LOVED this story and the different characters stories interwoven with each other. It accurately captures the Asian American experience and the tenseness felt when confronted with situations of racism and feeling like other. It also accurately captures a great deal of how Asians feel in this new age of AAPI hate and the impacts of COVID-19. 10/10, would read again!
A fun, quick read aimed at an underserved audience filled with some of the best YA/MG writers going today. Great for middle school readers but not out of place in a high school library.
I was so excited to see this story---both in terms of subject matter and authors. And I was not disappointed.
There are so many modern, relevant topics to discuss, and the book is very school appropriate. There's no cursing, sex, or alcohol, but there are conversations to be had about implicit bias, media portrayals, stereotypes, etc.
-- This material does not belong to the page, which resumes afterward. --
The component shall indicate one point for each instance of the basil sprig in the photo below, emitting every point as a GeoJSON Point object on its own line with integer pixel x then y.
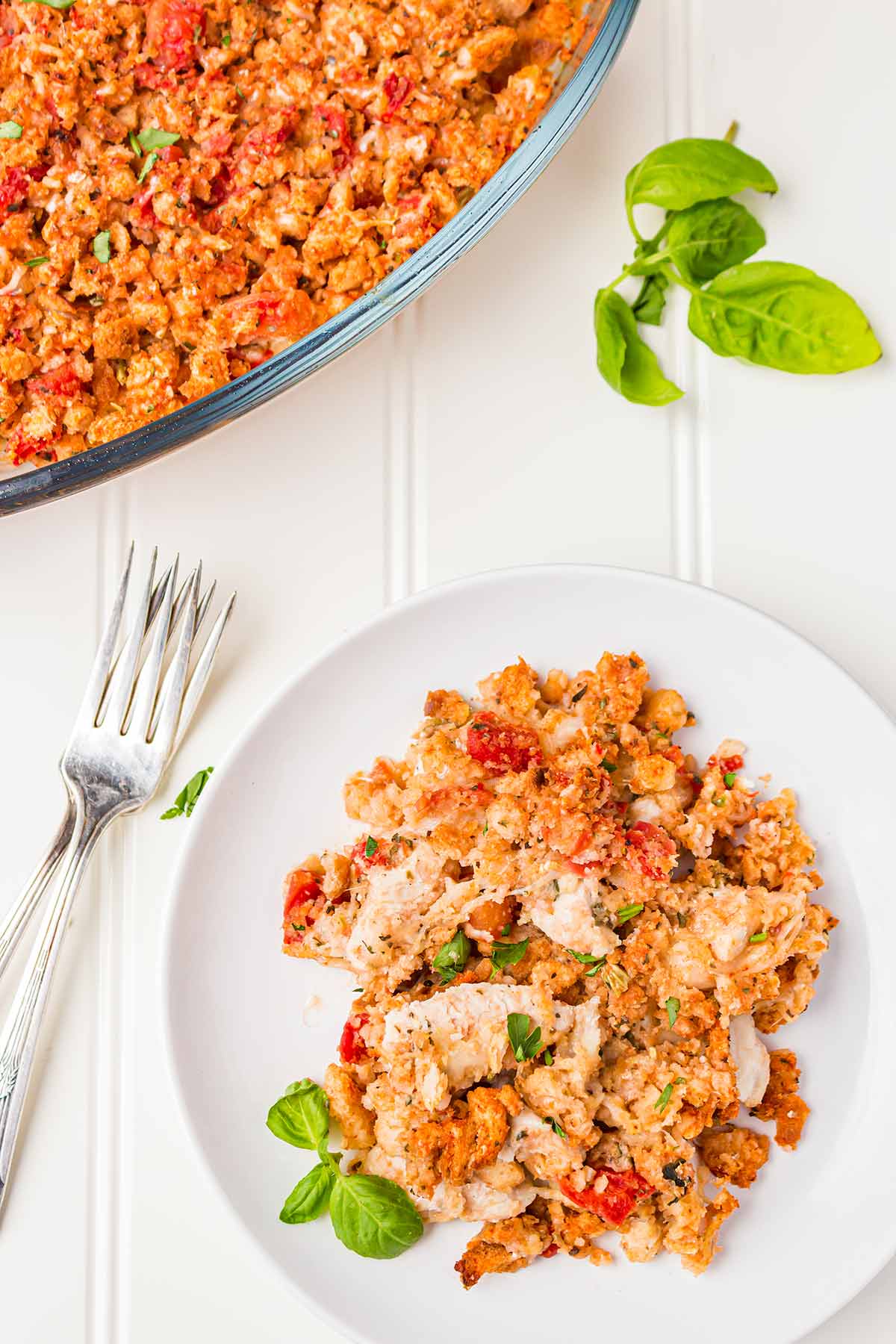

I like that each character has such a unique family life, background story, and focus.
I am actually recommending that we pilot and then adopt this book. Diversity is essential in schools, and this book is the epitome of it!
Overall: 5 stars
I'll tell my students about: discrimination, AAPI hate
**Thank you to NetGalley and HarperCollins the free ARC prior to publication. All opinions expressed are my own.**
I’m a sucker for interconnected stories. This collection of stories by and about Asian Americans was entertaining and inspiring. I loved how the kids all stuck at the airport in Chicago learned how to stand up for themselves and speak up for others!